As is evident by his pithy CD liner notes, Karis understands the inner workings of these pieces, and this knowledge clearly informs his performance here. Careful attention is given in each piece to texture and contour, arguably the most salient features of this style of music.

The quality of the recording strikes a nice middle-ground between dry and reverberant, a notable achievement considering the overall quiet dynamics of the pieces, and the use of the sostenuto pedal; the decay is fast enough for each delicate note to be heard clearly, without the piano sounding dry as a bone.

Form (1959) by Stefan Wolpe. Like the Webern later in the recording, Form is, as Karis puts it in his notes, “tightly constructed,” a twelve-tone piece that takes pleasure in the refulgence of the piano.

Piano (1977) by Morton Feldman. His first piece for solo piano since embarking on his late style, which first began manifesting itself in the early 70s, Feldman uses a little chordal variation device in Piano that I particularly enjoy, called “crossover revoicing” by Paul Kopstick Ames. A simple example: in the right hand is the chord F#4-A4 and G5, and directly following it is the chord G4 and F#5-A5—same notes, but their registral placement has been swapped.

Form IV: Broken Sequences (1969) by Stefan Wolpe. Karis draws the connection between Wolpe and the jazz scene of his time, and this piece really does sound like bebop, giving the appearance of chaos while still within the walls of predetermined musical constructs.
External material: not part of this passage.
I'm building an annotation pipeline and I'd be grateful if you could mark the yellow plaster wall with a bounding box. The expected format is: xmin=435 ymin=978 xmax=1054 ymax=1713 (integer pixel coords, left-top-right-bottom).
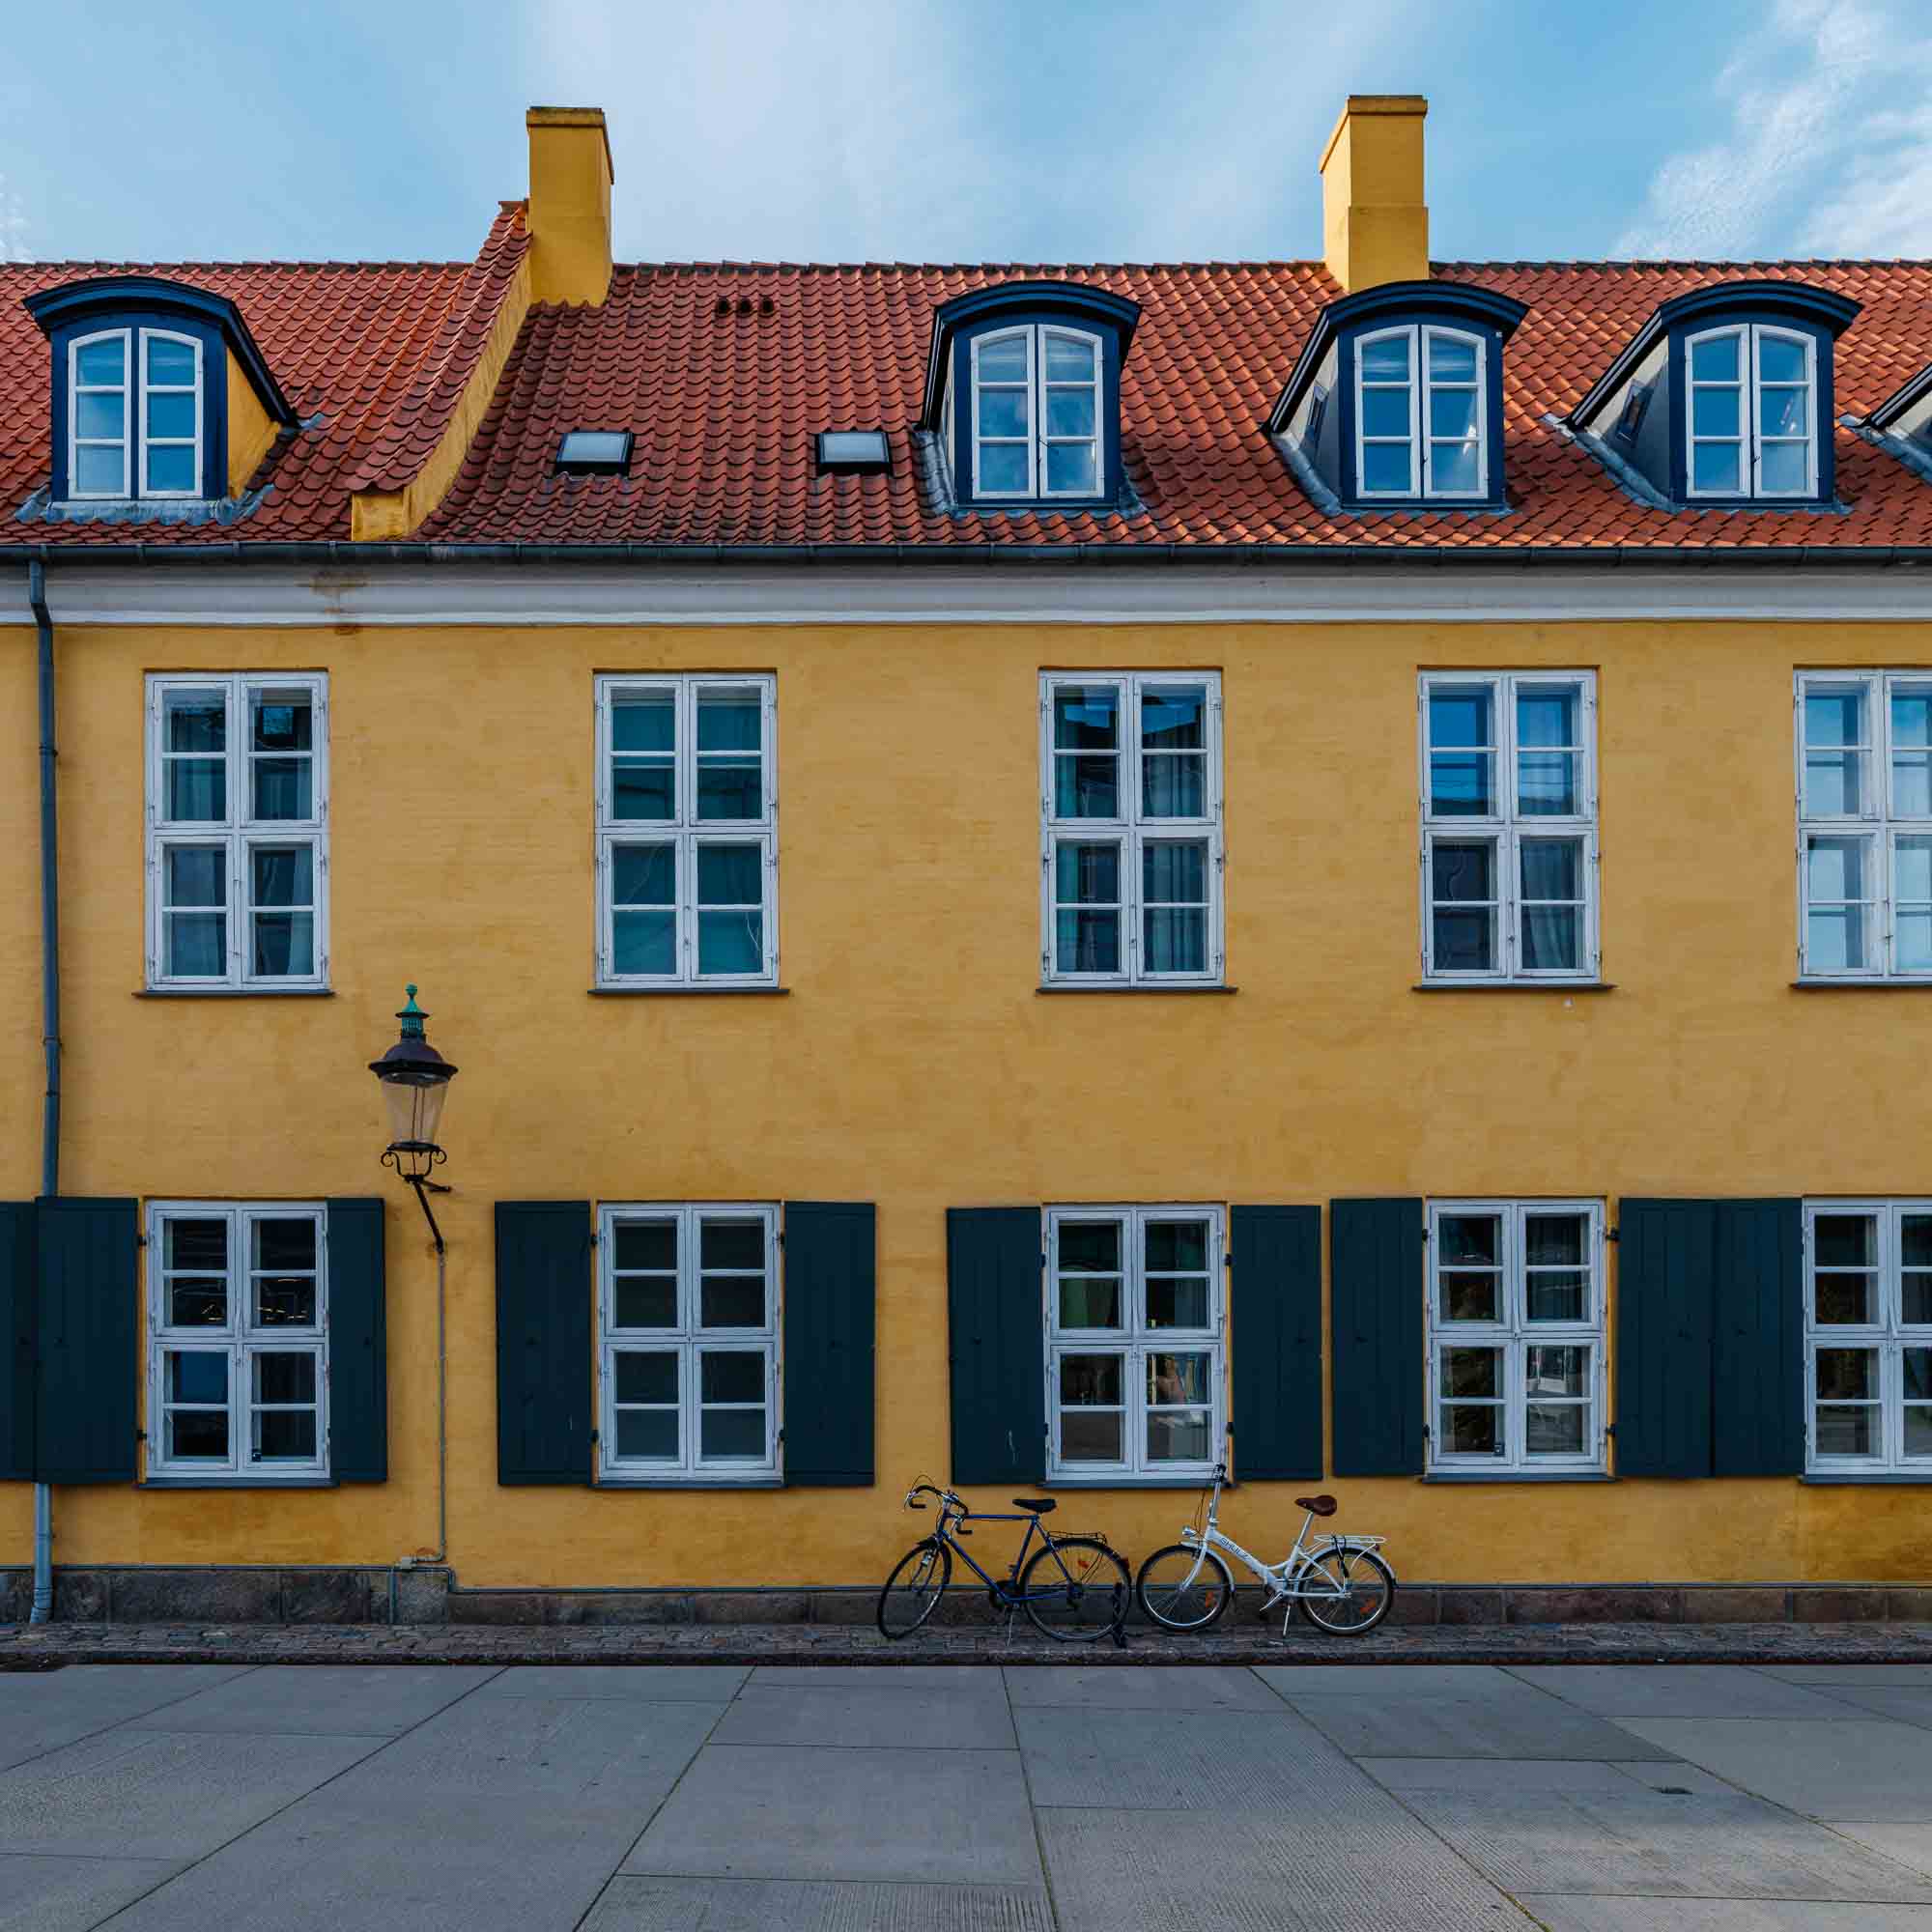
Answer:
xmin=4 ymin=614 xmax=1932 ymax=1589
xmin=224 ymin=355 xmax=278 ymax=498
xmin=0 ymin=629 xmax=43 ymax=1567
Variations, op. 27 (1936) by Anton Webern. As Karis points out, Webern’s influence reached both Wolpe (Webern’s student) and Feldman (Wolpe’s student). What I’ve always appreciated about Webern’s music is how laconic it is, using a concise amount of material to express something larger than itself. I hear this particularly in Feldman’s music, the use of concise material spread over long spans of time (both of the Feldman pieces on this recording are over 20 minutes long), which leads me to—

Palais de Mari (1986) by Morton Feldman. Palais for me is a beautiful example of Feldman’s late style, in that it defies a close listening, lulling the listener into a sort of trance. It’s the magic of pieces like this and the second String Quartet that Feldman somehow suspends the forward motion of time, leaving you with a sense of pure aural pattern; it’s almost a negation of teleology, defying the idea of a Designer (though we know from Feldman’s sketches that he was a meticulous Designer). Karis does a lovely job playing the piece skillfully and unobtrusively, being faithful to the music both in its technical execution and its intended effect.

Many thanks to Karis, Bridge Records, and Merkin.